По виску Наумовой пробежала маленькая слеза. Обернувшись, Аня присмотрелась к ее лицу и увидела, что помолодевший взгляд Веры Ивановны ни что иное, как страх или боязнь. Тяжело было разобрать, что именно — такой взгляд Аня наблюдала впервые.
— Он хотел быть счастливым, но у него не вышло, — не щадила она Веру Ивановну. — Как и у всех нас не вышло. — Ане было жалко только себя. Наумова пробуждала только отвращение, подобно запаху навоза на деревне. — Слаб он был, и смеялся он от бессилия. Всего боялся. Больше всего себя самого боялся он. Но мы не лучше, Вера Ивановна. Может быть он правильно сделал.
— Правильно? — вскрикнула Наумова. Аня вздрогнула и обернулась.

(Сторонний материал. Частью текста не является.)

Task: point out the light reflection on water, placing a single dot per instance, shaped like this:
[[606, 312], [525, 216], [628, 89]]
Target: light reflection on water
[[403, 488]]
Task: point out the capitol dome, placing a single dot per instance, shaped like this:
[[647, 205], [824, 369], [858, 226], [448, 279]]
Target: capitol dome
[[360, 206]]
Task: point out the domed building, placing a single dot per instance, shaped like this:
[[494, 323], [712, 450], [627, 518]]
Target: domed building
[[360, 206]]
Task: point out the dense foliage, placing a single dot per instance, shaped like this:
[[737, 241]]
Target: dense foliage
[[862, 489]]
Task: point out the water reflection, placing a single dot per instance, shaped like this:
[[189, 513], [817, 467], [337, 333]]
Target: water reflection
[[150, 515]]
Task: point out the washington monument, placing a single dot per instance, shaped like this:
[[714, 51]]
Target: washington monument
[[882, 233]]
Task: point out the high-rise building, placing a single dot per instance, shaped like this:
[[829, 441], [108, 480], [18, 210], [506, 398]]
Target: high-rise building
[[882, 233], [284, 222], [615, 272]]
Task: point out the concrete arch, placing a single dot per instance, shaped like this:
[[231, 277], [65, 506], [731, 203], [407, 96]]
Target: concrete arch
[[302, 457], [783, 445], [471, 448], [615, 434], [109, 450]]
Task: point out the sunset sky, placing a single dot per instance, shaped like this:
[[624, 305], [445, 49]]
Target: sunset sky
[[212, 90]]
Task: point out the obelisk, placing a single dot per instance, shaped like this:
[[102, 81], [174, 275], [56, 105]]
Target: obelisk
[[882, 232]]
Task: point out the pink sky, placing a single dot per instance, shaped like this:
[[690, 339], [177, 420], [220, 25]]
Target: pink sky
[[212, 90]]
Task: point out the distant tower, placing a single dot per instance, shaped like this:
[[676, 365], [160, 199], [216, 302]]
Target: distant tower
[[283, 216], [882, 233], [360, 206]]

Вера Ивановна лежала упорно всматриваясь в потолок.
— Не знаю. Я ничего не знаю… и не понимаю, — ответила она. — Давайте не будем об этом. Я еще пять минут у вас и ухожу. Точно в магазин не надо?
— Не надо в магазин.
— А как же… А-а, ваше дело, как хотите, — положила подбородок на руки. — Хоть помирайте.
— Я знаю. Я знаю, — говорила Наумова вслух, обращаясь к себе; убеждая себя. — Он любил жизнь. Я это видела. Он очень любил жизнь, мой сынок. Он не мог повеситься сам. Я в это не верю. Они все лгут. Это не он убил себя, а они убили его. Лжецы они!
— Кто — они? — равнодушно произнесла Аня, продолжая сидеть спиной к Вере Ивановне и лицом к окну.
— Мы убили. Мы все… Я убила его. Разве чья-то смерть может быть без ответа? — Промолчав, она продолжила. — Знаешь, он иногда рассказывал мне о тебе. Говорил, что у него есть сестренка. Это же ты его сестренка? Ты же? — повернулась она к Ане, у которой похолодело в груди от этого разговора. — Дурачок! Знаешь, что он говорил… дня за два, как повесился? Знаешь?
— Не-ет, — настороженно произнесла Аня.
— Говорил, что… что везет бесам коня какого-то. Не помню… Он как-то тогда назвал… Имя у него странное, у коня этого. Три… Тро… я-я… Не помню. Правильно ты в тот раз сказала. Дурак он был. Еще тот дурак.